Governments also agreed to take the necessary steps to close the deadly gaps in diagnosing and treating TB in children. Diagnosing children with TB is challenging, in part because existing tests are mostly sputum-based and so are not well adapted for use in younger children, for whom producing sputum is difficult. The consequence is that an estimated more than 60% of all children with TB worldwide are never diagnosed, and among children who die because of TB, 96% never received treatment. In 2022, the WHO updated its guidelines on paediatric TB to make it easier for medical staff to diagnose and start treatment in children with the available tools, but these guidelines are not yet widely used. Additionally, although child-friendly formulations are available for every TB drug recommended by the WHO, including those used to treat DR-TB like bedaquiline, many high-TB-burden countries have not yet made these adapted drug formulations available to children with TB, nor implemented new treatment recommendations.

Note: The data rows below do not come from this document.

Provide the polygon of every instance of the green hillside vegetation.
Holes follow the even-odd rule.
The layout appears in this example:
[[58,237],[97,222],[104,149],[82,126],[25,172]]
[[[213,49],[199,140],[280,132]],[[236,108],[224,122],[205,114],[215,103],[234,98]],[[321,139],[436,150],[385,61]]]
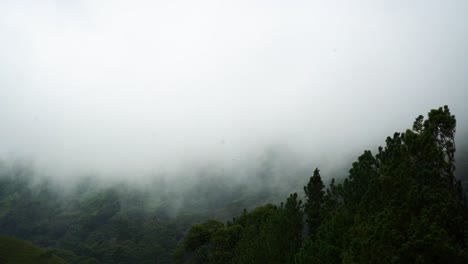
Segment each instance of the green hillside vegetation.
[[325,188],[316,169],[304,202],[291,194],[228,221],[193,225],[177,263],[468,263],[468,211],[455,178],[448,107],[366,150]]
[[53,255],[50,250],[42,249],[29,242],[0,235],[0,263],[2,264],[67,264]]
[[69,263],[171,263],[193,223],[230,219],[273,197],[273,186],[252,192],[227,177],[202,176],[185,189],[95,178],[63,187],[36,177],[27,164],[0,162],[0,233],[48,248]]
[[32,187],[21,179],[5,177],[0,184],[0,232],[49,248],[70,263],[169,263],[188,225],[159,210],[146,212],[140,193],[80,186],[63,195],[49,184]]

“Today’s declaration must not remain just words on paper: we encourage countries to take every action possible to save the lives of people with TB, including by immediately updating national TB guidelines and implementing WHO recommendations for improved testing and treatment, and in particular finally prioritising testing and treating children with TB,” said Dr Maria Guevara, MSF International Medical Secretary. “Much more needs to be invested in research & development, especially for better TB tests for children. With still 1.2 million children and young adolescents developing TB every year, it is abundantly clear that the world has made insufficient progress since the last UN High-Level Meeting on TB in 2018. Now is the time for renewed political leadership and increased financial commitments to close the devastating gaps in TB care for children.”
Read more about reversing the neglect of children and adolescents affected by tuberculosis in this comment article in The Lancet Child & Adolescent Health journal co-authored by MSF and partner organisations.
MSF is the largest non-governmental provider of TB treatment worldwide and has been involved in TB care for 30 years, often working alongside national health authorities to treat people in a wide variety of settings, including conflict zones, urban slums, prisons, refugee camps and rural areas. In 2022, MSF treated more than 17,000 people with TB, including 2,300 people with DR-TB, in over 60 TB projects in 41 countries, including 18 out of the 30 countries on the WHO TB high burden list, and an additional 3 countries on the WHO DR-TB high burden list.